These two sets of EI-committed and EI*-committed conformations were reweighted to yield a balanced dataset, and minimum-redundancy, maximum-relevance feature selection27 was then applied to identify the 10 protein-protein interatomic distances that best differentiated EI and EI* states (Table S1; see Supporting Information for details on clustering and feature selection).
To test the effect of these top 10 distances on determining rather than just reporting on catalytic permissivity, we selected KPC-2:meropenem conformations that were strongly committed to either EI or EI* and asked whether biasing the EI-starting conformations to the top-10 distances found in EI* conformations would change overall commitment and vice versa. To test this, we ran an additional set of 20 committor-analysis trajectories with a Hamiltonian bias on the top 10 distances using a minimal-biasing potential formulation28. These simulations were run until commitment to either EI or EI* to estimate committor values under biasing and compare with unbiased committor values.

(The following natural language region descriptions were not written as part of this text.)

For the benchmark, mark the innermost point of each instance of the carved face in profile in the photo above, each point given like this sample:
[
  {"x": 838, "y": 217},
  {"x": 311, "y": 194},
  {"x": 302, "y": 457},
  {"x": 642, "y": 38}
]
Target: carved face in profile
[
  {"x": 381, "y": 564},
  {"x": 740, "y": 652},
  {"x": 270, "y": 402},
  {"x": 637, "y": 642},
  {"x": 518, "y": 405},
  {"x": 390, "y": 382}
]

Testing of KPC-2 point mutants.
A series of Trp105 point mutants were generated, simulated, and the EI state lifetime compared to experimentally measured kcat values as follows: each point mutant structure was generated via Modeller29 using a KPC-2:meropenem conformational snapshot in the EI state as a template. Energy minimization and equilibration were performed identically to the KPC-2:meropenem wild-type enzyme with the exception that position restraints were applied to each atom in the mutant residue 105 that had a matching atom in the wild-type structure, bringing the mutant residue 105 into alignment with the wild-type Trp105. 20 simulations were run per mutant, each until EI* state commitment or > 100 ns. EI state lifetime for each mutant was estimated by calculating the average probability of satisfying criteria for state EI across all simulations and fitting a double-exponential decay to these data after applying a Gaussian filter to correct for fast time-scale fluctuations. The aggregate decay constant, τ = A1τ1 + A2τ2, where A is amplitude and τ is the decay constant, was then compared to experimental kcat values previously reported30.
RESULTS AND DISCUSSION
Kinetic map of KPC-2 conformational transitions.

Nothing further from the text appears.